I think a change of place would be good for my writing–I’ve been wishing for mountains lately, some kind of elevation, and more trees–but Bowling Green does feel different not that I’ve graduated. Like it’s my town now, I’m not just an interloper. Or maybe that’s not quite the feeling…Still, I have been enjoying myself so far this summer, and I have been writing.
I won’t pretend it’s easy! But “we all know that art is hard” (to quote some song). And still I feel really good about what I’m doing now. Poetry, poetry, and fiction )to read). I’ve been experimenting with long lines–not CK Williams long, but longer than I’m used to. Not entirely sold on it (I keep leaning towards shortness, concision, sharpness). Good to experiment though.
Read The Unbearable Lightness of Being what, last week? And now I’m really fascinated with the idea of eternal return. Fascinated by the novel altogether. Trying to work in some of its ideas into my own work. (Without being derivative.)
So my writing is not going to be set on the back burner, trust me. It’s on almost all the burners, and there’s plenty more stuff waiting in the fridge. I’ve been striving to be open to all experiences & consider them in their turn. To live close inside my skin, rather than deep inside my head. Summer’s especially good for that, it’s so sensory.
Still, it’s easy to doubt one’s work, isn’t it? I don’t expect these feelings to go away, especially in a society that stresses success (especially monetary success). I feel a little antsy when I hear about people my age who are charging out of the gate, headed for grad school and med school and so on. It’s even worse when they’re BFAs (in any of the arts)! If they can do so well, why am I still here, just writing alone?

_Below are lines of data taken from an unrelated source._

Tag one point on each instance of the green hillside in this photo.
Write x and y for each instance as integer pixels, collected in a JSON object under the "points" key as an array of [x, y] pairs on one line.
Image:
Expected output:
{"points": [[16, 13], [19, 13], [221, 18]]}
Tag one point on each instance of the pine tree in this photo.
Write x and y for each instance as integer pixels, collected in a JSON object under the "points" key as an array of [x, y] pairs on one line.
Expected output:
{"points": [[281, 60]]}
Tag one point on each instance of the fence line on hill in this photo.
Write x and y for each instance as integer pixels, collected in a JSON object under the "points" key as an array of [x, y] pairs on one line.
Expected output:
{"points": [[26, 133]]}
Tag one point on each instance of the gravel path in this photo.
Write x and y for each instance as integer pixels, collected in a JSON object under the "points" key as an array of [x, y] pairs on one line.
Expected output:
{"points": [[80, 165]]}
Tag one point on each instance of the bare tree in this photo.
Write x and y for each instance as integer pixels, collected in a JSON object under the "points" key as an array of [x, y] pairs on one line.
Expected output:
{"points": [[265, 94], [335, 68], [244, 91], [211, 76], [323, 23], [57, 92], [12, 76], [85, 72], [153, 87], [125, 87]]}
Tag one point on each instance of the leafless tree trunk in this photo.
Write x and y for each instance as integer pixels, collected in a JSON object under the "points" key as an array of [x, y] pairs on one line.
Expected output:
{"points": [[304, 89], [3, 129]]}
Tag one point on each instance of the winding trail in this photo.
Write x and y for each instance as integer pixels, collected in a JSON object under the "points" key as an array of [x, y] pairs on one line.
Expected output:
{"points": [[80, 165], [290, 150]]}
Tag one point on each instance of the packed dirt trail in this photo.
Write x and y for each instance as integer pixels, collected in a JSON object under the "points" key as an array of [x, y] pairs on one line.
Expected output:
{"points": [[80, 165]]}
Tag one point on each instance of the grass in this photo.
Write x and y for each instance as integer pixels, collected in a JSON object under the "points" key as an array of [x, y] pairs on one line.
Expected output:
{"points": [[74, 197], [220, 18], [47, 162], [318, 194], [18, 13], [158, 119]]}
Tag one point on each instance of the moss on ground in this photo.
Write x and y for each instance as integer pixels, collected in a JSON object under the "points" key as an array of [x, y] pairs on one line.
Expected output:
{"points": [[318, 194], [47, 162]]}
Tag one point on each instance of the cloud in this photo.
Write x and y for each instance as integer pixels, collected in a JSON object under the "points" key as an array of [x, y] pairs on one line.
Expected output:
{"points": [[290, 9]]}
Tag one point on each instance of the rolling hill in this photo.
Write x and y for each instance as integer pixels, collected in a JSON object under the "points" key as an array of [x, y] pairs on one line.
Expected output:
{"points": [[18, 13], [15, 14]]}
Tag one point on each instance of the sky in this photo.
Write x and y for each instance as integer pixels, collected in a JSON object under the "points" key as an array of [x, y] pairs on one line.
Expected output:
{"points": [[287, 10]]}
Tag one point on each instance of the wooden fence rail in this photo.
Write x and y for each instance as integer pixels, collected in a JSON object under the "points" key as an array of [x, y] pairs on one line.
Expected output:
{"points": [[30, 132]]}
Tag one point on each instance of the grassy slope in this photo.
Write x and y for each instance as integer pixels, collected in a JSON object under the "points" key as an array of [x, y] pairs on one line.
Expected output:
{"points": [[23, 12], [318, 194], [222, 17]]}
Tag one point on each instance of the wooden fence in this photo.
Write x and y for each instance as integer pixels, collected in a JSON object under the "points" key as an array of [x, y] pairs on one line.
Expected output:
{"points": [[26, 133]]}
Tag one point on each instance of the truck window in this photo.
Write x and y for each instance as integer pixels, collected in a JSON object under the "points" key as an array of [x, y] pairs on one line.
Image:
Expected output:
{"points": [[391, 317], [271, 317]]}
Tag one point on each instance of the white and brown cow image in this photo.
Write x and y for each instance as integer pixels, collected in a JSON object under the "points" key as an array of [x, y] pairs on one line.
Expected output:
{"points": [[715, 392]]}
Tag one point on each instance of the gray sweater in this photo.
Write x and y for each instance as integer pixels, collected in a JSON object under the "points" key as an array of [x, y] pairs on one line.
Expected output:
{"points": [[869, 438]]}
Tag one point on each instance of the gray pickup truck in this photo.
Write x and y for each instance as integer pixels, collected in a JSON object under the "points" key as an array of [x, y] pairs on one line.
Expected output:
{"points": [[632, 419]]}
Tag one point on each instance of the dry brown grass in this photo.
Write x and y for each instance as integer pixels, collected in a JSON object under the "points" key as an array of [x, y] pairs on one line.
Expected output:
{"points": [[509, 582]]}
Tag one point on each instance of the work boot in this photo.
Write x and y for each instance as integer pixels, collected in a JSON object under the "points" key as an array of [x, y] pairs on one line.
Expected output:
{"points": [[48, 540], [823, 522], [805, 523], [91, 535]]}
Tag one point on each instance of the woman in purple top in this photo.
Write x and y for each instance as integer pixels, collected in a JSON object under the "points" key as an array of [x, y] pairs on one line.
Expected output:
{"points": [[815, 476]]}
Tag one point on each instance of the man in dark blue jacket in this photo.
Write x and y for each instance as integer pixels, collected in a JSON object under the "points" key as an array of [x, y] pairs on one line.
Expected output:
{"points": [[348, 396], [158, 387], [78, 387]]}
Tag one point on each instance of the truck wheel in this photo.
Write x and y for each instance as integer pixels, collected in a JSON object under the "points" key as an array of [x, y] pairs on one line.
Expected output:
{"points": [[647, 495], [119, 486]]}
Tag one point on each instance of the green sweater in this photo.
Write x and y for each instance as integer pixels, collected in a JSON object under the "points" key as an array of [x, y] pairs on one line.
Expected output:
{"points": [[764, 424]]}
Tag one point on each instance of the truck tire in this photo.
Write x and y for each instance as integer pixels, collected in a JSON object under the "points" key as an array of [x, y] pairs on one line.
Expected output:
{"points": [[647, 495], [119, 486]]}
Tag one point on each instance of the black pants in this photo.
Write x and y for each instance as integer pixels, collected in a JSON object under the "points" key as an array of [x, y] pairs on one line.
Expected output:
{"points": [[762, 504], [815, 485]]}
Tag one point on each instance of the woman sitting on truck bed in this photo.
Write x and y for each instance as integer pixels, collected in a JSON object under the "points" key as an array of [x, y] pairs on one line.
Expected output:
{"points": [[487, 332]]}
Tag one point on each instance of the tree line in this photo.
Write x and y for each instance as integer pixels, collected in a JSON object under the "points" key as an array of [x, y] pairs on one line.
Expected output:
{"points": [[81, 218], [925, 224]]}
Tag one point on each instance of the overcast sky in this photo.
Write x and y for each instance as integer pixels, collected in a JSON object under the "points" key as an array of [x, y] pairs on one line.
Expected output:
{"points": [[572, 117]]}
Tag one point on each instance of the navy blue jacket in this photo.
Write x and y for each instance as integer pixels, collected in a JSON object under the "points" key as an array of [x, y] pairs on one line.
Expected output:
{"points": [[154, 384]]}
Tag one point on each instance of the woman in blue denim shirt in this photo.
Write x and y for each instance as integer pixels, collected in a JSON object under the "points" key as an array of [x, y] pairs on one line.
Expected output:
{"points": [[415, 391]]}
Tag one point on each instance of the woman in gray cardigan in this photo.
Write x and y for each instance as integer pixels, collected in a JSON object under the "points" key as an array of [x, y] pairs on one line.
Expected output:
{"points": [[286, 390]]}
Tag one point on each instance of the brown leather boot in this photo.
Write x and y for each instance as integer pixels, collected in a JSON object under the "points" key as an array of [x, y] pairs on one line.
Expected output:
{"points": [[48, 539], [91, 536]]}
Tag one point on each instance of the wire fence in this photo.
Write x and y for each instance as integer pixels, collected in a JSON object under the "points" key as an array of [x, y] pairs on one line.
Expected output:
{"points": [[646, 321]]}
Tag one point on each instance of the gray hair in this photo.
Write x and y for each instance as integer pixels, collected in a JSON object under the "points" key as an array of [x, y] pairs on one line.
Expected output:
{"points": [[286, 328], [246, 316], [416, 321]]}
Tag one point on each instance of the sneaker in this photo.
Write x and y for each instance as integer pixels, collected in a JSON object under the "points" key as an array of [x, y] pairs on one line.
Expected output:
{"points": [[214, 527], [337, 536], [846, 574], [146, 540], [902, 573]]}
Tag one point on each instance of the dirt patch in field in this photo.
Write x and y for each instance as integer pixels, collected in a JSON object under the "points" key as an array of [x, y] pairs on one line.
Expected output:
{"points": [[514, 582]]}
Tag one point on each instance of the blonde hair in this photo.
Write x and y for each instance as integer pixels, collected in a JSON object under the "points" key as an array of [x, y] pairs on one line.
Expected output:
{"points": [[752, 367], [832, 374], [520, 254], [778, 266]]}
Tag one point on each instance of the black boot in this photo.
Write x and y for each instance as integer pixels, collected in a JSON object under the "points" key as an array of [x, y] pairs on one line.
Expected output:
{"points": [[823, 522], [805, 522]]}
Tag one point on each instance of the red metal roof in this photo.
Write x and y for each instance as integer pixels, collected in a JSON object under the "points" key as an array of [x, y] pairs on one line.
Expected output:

Not alone, though. Right? There’s still you, and everyone at BGSU, really, which feels like a little hub of creativity, a quietly buzzing beehive. And there’s my old classmates, and Ryan of course (though I’ve got to prod him into completing more stories–he’s got such great ideas). And I’ve also befriended Christof Scheele, who has kindly agreed to read my new work & comment on it (how I miss workshop!). He’s loaned me some really fascinating volumes of poetry, too: Paul Celan & Georg Trakl. Plus some of his own work, which I like immensely. He seems to walk a fine line between the ordinary & the strange, but even the strangest feel accessible to me–unlike, say, some of Larissa’s work. Of course Larissa is brilliant, and I love the moody mythic feel of it, but sometimes I feel like I’m hammering on a locked door. Can’t quite decipher what the poem wants me to feel or realize.
Though I might just be a lazy reader. I’m still so used to reading really fast (which is why I read more fiction, I guess). Usually need to read poetry 2, 3 times. Which I’m learning to do more regularly.
One last thing: submitted some poems to 9 journals, early in May. Don’t expect to hear from them soon, being summer, though Redivider did reject me very quickly. Huzzah for my first rejection! Plenty more of those to come. But if on the off chance I do get accepted, I will let you know, of course.
All right. Enjoy your trip. More letters later, I am sure!